Today, we still have this same problem. Law enforcement is more aggressive across the board, but particularly in poor, minority communities. Black people make up a vastly disproportionate percentage of arrested, convicted, and incarcerated in the United States—the most carceral nation on the planet. The Drug War is the most effective tool to harass and incarcerate young black men, but the underlying problem—that black people are treated differently, and thus fundamentally unfairly—is as old as America itself.

This is not to excuse criminality. Individuals are ultimately responsible for their own behavior and should be held accountable for their actions, particularly those of violence.

However, a population subjected to regular abuse by police, with little hope of economic success or anything but the most modest personal achievement, will have predictable outcomes. The proposed remedies for what is broadly called “black uplift” so often involve working strictly from within the ‘black community,’ without taking into account the pressures and inputs forced upon many of these communities by aggressive policing and discarded civil rights.

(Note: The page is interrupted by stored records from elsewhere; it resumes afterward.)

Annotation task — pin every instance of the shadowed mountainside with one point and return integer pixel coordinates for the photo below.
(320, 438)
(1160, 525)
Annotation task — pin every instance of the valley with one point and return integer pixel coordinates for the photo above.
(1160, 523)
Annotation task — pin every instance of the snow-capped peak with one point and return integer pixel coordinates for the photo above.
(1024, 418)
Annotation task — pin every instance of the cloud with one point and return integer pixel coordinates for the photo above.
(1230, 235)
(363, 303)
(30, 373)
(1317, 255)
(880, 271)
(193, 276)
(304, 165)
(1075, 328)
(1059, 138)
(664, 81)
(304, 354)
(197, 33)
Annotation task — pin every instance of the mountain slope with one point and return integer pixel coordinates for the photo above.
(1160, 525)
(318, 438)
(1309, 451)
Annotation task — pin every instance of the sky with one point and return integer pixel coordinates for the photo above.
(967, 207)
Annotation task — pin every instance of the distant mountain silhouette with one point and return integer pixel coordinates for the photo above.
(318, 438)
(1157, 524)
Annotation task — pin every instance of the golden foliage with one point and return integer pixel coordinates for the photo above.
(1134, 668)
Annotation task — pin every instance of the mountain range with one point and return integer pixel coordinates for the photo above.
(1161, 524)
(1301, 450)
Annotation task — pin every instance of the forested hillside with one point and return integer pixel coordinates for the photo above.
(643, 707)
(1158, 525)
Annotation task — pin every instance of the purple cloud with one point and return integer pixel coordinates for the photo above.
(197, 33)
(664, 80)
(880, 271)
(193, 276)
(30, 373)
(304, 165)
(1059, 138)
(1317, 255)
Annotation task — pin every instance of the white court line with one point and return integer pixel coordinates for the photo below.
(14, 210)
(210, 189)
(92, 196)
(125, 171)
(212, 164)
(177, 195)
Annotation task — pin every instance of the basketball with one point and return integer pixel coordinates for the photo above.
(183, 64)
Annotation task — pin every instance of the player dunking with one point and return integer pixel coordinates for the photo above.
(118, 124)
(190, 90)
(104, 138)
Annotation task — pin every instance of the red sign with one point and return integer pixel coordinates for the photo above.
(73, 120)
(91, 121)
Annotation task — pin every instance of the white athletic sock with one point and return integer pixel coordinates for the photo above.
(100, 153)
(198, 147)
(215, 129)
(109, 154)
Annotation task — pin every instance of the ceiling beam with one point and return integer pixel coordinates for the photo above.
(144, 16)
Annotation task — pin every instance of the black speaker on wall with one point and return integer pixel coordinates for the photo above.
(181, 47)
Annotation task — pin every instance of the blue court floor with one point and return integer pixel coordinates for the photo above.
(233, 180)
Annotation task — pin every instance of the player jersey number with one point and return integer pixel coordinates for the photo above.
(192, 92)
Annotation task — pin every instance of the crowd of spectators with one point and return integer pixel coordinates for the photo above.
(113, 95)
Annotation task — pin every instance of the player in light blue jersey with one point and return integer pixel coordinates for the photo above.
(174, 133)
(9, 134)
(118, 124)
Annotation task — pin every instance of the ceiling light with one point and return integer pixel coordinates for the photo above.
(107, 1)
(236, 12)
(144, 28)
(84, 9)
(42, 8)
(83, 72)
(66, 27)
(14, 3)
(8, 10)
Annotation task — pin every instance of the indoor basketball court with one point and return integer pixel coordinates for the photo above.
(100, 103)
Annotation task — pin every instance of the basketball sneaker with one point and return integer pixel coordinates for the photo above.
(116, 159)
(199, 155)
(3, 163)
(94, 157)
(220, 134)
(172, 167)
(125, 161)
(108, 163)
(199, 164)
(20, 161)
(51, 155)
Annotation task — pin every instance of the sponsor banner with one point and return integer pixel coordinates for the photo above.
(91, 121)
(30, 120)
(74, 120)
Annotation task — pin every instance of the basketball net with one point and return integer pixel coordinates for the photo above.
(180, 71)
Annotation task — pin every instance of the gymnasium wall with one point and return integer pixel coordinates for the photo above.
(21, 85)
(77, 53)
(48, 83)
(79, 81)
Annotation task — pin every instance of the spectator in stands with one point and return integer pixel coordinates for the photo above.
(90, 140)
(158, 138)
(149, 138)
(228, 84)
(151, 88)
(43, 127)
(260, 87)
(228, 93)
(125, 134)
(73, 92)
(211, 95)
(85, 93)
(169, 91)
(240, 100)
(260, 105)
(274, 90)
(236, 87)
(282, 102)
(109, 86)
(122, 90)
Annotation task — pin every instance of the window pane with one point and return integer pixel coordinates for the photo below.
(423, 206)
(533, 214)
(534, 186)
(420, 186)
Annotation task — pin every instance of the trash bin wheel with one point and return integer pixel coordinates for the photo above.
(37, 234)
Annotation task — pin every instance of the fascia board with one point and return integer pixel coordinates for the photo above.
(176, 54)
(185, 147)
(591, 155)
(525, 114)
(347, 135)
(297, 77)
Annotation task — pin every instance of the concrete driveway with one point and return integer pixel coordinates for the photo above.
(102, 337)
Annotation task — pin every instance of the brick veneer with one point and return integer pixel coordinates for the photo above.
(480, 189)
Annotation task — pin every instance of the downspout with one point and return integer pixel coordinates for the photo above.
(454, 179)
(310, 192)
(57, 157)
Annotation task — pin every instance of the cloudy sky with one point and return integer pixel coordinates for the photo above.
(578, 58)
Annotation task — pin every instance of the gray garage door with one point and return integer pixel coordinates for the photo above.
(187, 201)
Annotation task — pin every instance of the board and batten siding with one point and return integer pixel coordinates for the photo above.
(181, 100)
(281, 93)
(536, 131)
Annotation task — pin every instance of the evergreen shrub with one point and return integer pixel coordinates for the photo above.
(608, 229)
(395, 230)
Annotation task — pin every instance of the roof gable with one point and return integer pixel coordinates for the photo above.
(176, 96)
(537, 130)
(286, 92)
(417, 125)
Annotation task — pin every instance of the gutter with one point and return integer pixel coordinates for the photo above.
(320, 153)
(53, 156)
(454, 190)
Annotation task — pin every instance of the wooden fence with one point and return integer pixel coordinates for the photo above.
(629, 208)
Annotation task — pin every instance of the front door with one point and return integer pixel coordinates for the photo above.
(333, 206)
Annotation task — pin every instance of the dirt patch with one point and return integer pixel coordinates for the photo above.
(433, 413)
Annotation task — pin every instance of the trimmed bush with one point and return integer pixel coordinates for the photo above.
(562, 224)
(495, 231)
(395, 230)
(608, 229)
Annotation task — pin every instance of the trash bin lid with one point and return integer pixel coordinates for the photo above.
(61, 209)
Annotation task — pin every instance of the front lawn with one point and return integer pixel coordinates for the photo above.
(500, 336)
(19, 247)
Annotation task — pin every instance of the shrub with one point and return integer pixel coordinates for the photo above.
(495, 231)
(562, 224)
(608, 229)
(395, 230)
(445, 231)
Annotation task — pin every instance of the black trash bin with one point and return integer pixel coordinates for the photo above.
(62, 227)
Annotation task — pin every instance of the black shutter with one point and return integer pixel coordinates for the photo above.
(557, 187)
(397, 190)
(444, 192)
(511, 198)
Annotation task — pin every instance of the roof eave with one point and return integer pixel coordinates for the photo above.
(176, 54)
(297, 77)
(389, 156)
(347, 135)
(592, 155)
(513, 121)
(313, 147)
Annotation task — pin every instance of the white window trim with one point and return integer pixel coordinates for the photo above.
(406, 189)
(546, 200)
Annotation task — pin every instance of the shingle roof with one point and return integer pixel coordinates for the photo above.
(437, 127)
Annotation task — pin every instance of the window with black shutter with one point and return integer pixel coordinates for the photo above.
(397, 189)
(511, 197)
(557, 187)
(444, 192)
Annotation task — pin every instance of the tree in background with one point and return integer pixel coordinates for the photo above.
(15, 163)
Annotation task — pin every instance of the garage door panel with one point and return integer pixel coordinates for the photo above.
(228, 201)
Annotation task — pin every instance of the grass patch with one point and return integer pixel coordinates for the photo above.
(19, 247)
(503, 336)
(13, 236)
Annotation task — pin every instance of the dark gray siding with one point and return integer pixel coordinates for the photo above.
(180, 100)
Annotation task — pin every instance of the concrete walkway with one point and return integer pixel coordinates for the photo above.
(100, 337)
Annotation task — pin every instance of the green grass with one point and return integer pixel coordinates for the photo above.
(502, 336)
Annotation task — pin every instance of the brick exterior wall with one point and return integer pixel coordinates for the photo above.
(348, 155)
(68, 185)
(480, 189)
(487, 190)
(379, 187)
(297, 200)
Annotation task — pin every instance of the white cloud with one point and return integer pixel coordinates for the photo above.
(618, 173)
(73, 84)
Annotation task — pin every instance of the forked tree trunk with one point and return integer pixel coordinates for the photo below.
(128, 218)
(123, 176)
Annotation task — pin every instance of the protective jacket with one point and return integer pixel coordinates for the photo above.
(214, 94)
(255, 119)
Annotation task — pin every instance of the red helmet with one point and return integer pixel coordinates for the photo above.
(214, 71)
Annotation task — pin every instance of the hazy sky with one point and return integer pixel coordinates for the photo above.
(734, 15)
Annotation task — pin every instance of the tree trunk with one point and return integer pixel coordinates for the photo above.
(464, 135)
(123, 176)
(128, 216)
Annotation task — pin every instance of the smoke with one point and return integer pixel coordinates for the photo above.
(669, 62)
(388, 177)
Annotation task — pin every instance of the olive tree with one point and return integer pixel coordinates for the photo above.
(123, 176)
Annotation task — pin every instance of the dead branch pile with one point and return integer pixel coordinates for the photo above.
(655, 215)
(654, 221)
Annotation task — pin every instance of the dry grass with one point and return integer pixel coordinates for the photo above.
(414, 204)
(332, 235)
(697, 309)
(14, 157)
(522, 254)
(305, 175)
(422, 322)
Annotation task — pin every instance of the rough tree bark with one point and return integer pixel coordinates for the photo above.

A recent book along these lines and against liberal government intervention in black Americans’ lives is titled “Please Stop Helping Us.”

“Please Stop Killing and Abusing Us” would be a better start.

As it is virtually impossible to maintain stable growth in a developing economy without property rights, it is similarly difficult to maintain a flourishing community in absence of civil rights. Those rights must be secured by a police force that engages and respects the community it serves. For many communities, that requires explicitly recognizing and rectifying the rift between the police and its black inhabitants.

The law may be colorblind. But, in America, law enforcement never has been. It’s time that police come to terms with that.